Adventures in NaNo-land – Conflict

November 13, 2012 at 2:40 am (fantasy, writing) (, , , , , , )

When I was attending a lecture by Brendon Sanderson on story structure, he mentioned he thought that conflict was the most important part of the story – that you didn’t really have a story without it. While “stream of consciousness” and “a-day-in-the-life” fiction writers would disagree that it is absolutely necessary, conflict is a significant element of fiction. The problem is, there are some less educated critics out there who don’t understand exactly what conflict is. Conflict does not have to exist as an in-your-face physical clash, a blatant battle of good versus evil or an obvious “man-struggles-with his environment” set-up. Conflict can exist in subtler forms. Sometimes the struggle is an internal one, a character battling with his or her own inner demons, or conflicting beliefs (“I love the assassin but I can’t support someone who murders for a living” for example.) The direct conflicts in the story might be an extension of an indirect conflict – the main villain may be beyond the reach of the heroes who are forced to tackle his disruptive force from a distance. Or there may be layers to the conflict or an assortment of smaller conflicts coming together to create one big problem.

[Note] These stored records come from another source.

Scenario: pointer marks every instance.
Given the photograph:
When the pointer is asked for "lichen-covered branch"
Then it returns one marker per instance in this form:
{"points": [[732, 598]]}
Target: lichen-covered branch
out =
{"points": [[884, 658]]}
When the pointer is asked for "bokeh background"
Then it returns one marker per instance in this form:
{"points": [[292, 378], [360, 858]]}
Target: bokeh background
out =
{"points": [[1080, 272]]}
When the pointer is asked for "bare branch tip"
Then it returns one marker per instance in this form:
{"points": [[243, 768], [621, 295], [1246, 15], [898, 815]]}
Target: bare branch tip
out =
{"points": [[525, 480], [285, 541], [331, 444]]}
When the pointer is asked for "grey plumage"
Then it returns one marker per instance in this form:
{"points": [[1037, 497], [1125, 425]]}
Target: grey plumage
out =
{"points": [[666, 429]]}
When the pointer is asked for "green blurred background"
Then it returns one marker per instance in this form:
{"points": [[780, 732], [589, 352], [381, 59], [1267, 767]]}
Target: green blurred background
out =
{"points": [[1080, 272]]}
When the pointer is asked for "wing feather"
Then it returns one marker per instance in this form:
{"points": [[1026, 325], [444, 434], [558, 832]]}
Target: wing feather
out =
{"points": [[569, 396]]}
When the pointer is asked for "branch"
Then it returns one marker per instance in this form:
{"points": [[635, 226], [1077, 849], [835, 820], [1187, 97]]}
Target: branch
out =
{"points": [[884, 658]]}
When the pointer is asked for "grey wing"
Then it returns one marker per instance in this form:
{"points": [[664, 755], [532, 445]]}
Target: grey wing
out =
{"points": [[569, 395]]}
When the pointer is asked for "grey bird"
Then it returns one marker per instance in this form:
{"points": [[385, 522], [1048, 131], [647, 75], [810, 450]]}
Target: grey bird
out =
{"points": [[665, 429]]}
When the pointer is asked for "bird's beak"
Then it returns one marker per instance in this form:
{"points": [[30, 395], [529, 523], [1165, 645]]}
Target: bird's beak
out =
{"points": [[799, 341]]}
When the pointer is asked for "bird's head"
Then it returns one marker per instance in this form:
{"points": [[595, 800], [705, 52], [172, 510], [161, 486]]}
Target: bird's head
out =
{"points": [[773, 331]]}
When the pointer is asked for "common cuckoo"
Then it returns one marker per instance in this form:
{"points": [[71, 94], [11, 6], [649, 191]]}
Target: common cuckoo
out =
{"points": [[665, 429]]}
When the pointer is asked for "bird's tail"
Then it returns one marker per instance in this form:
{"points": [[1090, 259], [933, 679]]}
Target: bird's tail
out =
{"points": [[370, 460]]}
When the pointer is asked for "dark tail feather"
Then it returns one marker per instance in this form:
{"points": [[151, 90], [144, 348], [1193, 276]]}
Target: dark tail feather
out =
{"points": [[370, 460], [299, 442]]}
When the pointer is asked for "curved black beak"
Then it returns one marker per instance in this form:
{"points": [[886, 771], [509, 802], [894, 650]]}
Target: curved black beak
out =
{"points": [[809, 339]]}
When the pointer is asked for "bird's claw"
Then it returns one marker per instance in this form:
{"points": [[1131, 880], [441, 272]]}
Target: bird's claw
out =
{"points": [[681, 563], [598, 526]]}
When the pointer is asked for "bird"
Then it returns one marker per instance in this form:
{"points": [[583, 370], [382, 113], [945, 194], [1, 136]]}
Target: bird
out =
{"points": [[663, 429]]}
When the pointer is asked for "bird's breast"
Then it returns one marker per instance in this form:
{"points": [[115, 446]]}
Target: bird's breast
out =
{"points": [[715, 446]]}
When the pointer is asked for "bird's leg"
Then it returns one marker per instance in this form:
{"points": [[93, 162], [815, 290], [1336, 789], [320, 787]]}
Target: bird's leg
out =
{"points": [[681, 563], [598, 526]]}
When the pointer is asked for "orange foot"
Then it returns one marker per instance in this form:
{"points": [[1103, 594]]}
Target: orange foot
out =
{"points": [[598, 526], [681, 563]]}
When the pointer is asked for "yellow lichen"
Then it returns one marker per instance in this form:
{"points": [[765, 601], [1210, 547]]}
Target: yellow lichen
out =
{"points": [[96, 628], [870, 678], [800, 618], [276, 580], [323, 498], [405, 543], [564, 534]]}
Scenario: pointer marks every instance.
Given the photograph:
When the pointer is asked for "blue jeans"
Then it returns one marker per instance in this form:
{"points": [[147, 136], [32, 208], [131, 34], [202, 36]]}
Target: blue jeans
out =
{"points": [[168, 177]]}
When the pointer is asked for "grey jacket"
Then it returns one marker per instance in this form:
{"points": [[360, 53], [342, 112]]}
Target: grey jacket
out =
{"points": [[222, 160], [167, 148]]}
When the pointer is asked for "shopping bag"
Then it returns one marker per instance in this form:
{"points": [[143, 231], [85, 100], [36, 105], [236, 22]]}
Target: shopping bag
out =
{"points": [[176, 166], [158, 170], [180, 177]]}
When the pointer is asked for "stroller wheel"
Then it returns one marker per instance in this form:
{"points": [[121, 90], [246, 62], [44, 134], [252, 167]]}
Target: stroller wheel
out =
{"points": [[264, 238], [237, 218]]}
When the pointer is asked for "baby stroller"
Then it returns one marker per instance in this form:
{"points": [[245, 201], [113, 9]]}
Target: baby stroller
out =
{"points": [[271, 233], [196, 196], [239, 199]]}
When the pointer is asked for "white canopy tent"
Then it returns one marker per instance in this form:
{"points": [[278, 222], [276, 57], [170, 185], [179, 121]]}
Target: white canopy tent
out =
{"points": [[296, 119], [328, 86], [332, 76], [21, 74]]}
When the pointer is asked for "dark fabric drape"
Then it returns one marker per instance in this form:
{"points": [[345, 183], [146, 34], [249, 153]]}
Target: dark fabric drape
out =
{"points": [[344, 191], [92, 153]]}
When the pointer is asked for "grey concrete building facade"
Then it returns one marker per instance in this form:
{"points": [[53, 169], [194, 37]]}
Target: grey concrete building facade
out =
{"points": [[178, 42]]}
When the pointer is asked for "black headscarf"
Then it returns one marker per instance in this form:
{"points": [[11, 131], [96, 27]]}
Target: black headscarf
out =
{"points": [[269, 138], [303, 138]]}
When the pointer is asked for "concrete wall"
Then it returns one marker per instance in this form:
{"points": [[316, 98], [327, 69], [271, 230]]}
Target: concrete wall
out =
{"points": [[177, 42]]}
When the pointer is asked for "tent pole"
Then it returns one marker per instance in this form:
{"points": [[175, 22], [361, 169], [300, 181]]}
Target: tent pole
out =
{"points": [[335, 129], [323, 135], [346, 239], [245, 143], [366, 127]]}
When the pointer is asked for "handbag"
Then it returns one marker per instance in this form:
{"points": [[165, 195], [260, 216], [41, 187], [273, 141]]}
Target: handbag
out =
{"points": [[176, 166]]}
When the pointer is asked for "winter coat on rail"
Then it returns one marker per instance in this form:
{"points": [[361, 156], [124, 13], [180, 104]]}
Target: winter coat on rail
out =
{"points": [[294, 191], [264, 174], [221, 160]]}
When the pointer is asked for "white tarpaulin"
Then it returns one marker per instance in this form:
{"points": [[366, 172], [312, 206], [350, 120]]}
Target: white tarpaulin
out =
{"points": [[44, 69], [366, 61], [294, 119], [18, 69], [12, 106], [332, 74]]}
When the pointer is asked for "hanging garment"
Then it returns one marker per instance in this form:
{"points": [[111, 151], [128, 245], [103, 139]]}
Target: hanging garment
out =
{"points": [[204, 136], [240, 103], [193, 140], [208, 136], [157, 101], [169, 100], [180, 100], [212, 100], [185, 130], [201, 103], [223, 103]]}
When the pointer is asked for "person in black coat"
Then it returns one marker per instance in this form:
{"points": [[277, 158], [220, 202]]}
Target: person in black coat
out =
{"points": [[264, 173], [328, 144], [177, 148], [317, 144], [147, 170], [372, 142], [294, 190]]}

In my latest chapter, “Trouble” there is direct conflict, when Oaván and Dáidu confront their chieftain regarding the treatment of their family and Lieđđi, and underlying internal conflict, as Dáidu struggles to accept the truth about who he really is. My stories tend to be rife with conflict, but whether or not a reader sees that depends on exactly what they are looking for.

I was planning on posting “Trouble” to Scribd.com tonight, but the server isn’t working properly, so the link will have to wait until tomorrow. I’ll close instead with an excerpt:

Heaibmu was sitting in the tent with three other men, discussing concerns for the settlement during the upcoming cold season. Not wanting to interrupt, Oaván turned to leave again, but Dáidu grabbed his arm and held it with a grip so tight Oaván thought his fingers might leave dents in the bone.

“We’re doing this now,” Dáidu said quietly.

Heaibmu stopped and looked at them, standing in his doorway. He waved his hand to hush the others with him.

“This is about the girl – isn’t it?” he asked, scowling. He was a larger, darker man with a great deal of presence and this made him very intimidating.

“It is,” Dáidu acknowledged.

“I have business to attend to. I don’t have time for this now.”

“Then we’ll wait,” Dáidu replied, crossing his arms and giving the chieftain a challenging stare.

Oaván found himself immediately uncomfortable. This was supposed to be about him and Lieđđi, but somehow it had also become about Dáidu and Heaibmu. Oaván’s issue had just been an excuse. He felt a little used at that moment.

When the other men had left, Heaibmu gestured for the brothers to sit.

“It is customary to ask for a meeting with the chieftain, rather than just come barging in uninvited,” he said sternly.

Dáidu seized upon this right away. “And it is customary to include someone in discussions where deals are being made regarding their future, but you chose to bargain with our mother behind our backs. Apparently, this was not the first time. We have come to tell you that we are adults and Jaská no longer has the right to speak for us. We reject the agreement she made regarding Lieđđi and how long she can stay. We want her to have the option to stay here for good, if that’s what she chooses. We don’t think it’s fair to limit the hospitality of Anár to the point where she is healed.”

Dáidu did not attempt to hide the bitterness in his voice. It made Oaván shiver. His older brother was clearly enjoying this confrontation. Suddenly, Oaván was regretting that he had agreed to this.